I began Season 4 of Buffy the Vampire Slayer.  I liked it, but I quickly realized how much crossover there was with the “new” series Angel (and when I say new, I mean new when season 4 of BTVS started, not new as in it premiered last week).  And I didn’t have the time or the inclination to try to watch both shows at once and figure out the overlaps and crossovers, so Buffy/Angel is going on hold until after my Mexican adventure.

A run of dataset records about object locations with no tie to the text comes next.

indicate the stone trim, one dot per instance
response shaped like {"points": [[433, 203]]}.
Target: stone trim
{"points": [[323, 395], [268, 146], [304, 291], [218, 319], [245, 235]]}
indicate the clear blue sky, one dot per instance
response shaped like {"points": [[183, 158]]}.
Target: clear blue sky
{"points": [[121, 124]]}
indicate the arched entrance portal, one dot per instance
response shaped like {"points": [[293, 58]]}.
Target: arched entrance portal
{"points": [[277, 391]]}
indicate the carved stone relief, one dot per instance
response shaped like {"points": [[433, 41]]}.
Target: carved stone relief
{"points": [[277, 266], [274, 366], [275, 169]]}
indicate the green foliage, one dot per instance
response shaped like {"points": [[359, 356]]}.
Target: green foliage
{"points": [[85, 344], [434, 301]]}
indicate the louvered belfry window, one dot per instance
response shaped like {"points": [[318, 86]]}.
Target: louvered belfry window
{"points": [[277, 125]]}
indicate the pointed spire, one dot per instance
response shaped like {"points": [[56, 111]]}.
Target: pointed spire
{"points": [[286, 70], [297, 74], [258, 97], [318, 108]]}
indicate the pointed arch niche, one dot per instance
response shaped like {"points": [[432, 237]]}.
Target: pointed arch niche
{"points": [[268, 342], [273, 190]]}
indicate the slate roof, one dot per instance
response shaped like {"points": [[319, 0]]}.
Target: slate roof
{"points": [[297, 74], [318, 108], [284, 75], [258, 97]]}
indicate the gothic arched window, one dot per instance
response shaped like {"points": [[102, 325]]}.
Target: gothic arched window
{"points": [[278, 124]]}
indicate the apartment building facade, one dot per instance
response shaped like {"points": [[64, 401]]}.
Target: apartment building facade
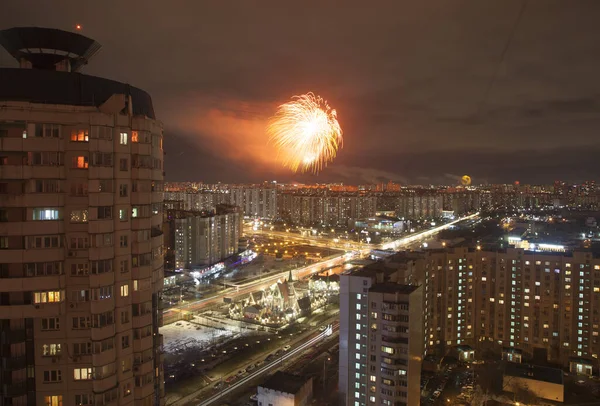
{"points": [[380, 340], [80, 230], [547, 305]]}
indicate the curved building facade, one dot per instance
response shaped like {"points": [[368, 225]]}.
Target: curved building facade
{"points": [[81, 244]]}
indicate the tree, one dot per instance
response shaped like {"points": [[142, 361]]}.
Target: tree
{"points": [[523, 394]]}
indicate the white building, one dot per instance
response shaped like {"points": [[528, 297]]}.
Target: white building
{"points": [[380, 356], [255, 201], [205, 238], [283, 389]]}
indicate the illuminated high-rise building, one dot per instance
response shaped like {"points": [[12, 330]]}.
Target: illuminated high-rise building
{"points": [[81, 263]]}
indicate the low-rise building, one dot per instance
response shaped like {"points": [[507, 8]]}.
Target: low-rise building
{"points": [[543, 382]]}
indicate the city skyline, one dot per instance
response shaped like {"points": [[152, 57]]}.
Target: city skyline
{"points": [[424, 96]]}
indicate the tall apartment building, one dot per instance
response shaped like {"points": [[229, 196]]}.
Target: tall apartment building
{"points": [[81, 265], [545, 305], [381, 339], [327, 208], [199, 199], [255, 201], [204, 238]]}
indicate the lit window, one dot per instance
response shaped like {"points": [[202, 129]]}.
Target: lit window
{"points": [[80, 162], [53, 376], [79, 216], [55, 400], [82, 374], [46, 214], [50, 349], [80, 135], [47, 297]]}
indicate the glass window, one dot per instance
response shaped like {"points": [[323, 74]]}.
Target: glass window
{"points": [[80, 162], [80, 135], [79, 216], [82, 374], [46, 214]]}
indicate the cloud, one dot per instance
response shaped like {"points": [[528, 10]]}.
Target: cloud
{"points": [[355, 174]]}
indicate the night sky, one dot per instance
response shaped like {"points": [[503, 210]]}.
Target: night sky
{"points": [[423, 89]]}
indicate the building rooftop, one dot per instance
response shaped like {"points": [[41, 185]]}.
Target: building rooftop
{"points": [[551, 375], [391, 287], [44, 48], [284, 382]]}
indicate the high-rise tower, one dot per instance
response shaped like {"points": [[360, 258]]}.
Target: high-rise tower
{"points": [[81, 262]]}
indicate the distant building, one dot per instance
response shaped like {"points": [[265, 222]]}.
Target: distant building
{"points": [[255, 201], [203, 238], [545, 383], [473, 297], [284, 389], [81, 245], [381, 339]]}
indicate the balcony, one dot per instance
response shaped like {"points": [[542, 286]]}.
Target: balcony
{"points": [[102, 333], [15, 390], [142, 344], [31, 310], [141, 321], [35, 283], [14, 363], [103, 279], [105, 383], [395, 340], [144, 367], [144, 391], [13, 336]]}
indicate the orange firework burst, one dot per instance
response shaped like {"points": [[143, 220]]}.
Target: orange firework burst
{"points": [[306, 133]]}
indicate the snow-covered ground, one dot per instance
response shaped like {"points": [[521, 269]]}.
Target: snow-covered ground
{"points": [[183, 334]]}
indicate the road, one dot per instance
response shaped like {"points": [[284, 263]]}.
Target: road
{"points": [[246, 288], [352, 245], [258, 372]]}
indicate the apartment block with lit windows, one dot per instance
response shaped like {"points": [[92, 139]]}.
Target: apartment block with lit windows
{"points": [[380, 339], [546, 305], [81, 264]]}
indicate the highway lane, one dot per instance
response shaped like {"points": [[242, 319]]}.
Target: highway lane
{"points": [[346, 245], [254, 285]]}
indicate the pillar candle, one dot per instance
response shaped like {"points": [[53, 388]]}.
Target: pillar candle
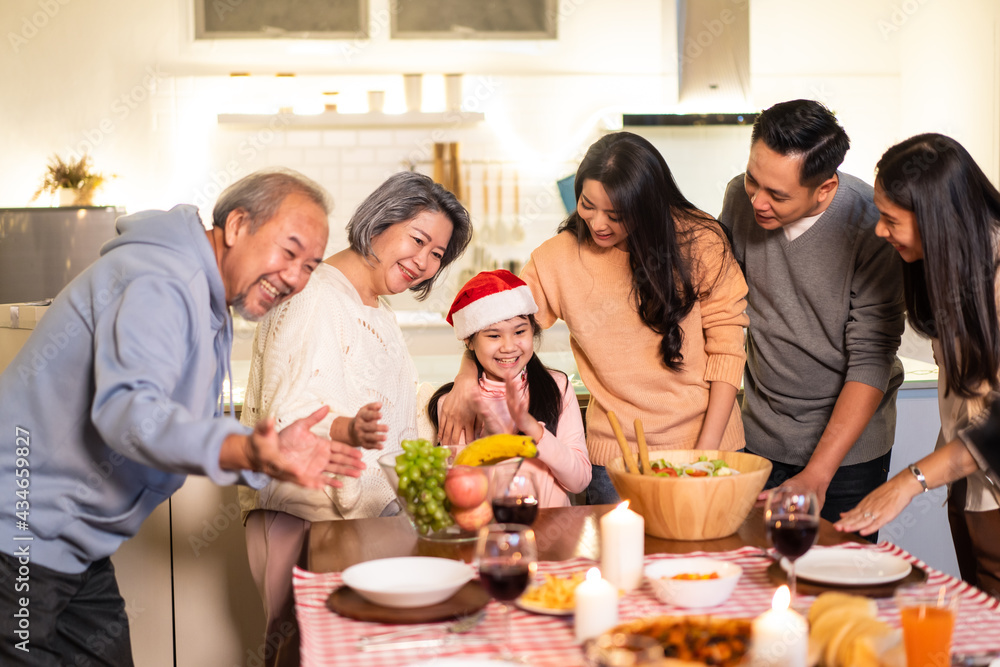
{"points": [[596, 606], [623, 544], [780, 636]]}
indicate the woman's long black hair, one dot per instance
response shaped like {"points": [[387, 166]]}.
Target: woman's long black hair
{"points": [[544, 396], [645, 199], [950, 294]]}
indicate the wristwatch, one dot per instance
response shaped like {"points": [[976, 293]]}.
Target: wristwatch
{"points": [[919, 475]]}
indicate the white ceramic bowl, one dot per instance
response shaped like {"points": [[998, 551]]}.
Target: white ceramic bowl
{"points": [[408, 582], [693, 593]]}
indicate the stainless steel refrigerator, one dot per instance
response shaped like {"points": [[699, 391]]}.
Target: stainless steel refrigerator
{"points": [[43, 249]]}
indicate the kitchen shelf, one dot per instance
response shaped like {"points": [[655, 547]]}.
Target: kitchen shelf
{"points": [[339, 120]]}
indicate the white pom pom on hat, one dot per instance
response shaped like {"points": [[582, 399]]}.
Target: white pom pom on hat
{"points": [[488, 298]]}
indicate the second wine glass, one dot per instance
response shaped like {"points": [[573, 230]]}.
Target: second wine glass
{"points": [[791, 517], [515, 501], [507, 557]]}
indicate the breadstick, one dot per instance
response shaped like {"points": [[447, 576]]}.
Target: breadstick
{"points": [[629, 459], [640, 437]]}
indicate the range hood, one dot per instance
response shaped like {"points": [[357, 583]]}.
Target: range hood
{"points": [[713, 66], [713, 53]]}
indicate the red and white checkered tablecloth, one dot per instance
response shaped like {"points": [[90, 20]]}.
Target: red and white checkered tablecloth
{"points": [[328, 639]]}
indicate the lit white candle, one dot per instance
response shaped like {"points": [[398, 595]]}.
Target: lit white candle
{"points": [[780, 636], [596, 606], [623, 543]]}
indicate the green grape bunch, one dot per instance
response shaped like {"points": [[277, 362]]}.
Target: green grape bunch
{"points": [[422, 469]]}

I forgot how much I loved Battlestar Galactica.  While debating with myself on deciding a new show to watch next, I watched the first episode of Season 1, “33,” and now all of a sudden I’m almost done with season 2, having pressed Next One! Next One! Next One! repeatedly. (That link is to a clip from Portlandia–their over-the-top take on binge-watching Battlestar Galatica is hilarious and also accurate).  I loved Battlestar Galactica the first time I watched it over a year ago, and it is still awesome. I’m pretending the parts in the 4th season where Apollo/Lee/Jamie Bamber has the worst hair in the history of ever just don’t happen.  BSG is bleak and upsetting and I love it. It’s not for everyone, but if you like drama, ethical conundrums, realism in a bleak world, and ridiculousness, BSG is for you. Also, if you like women to be in your shows and to be spectacularly awesome, this show is for you.  PS I want to be Starbuck, but not really, but I do.  Also, CYLONS.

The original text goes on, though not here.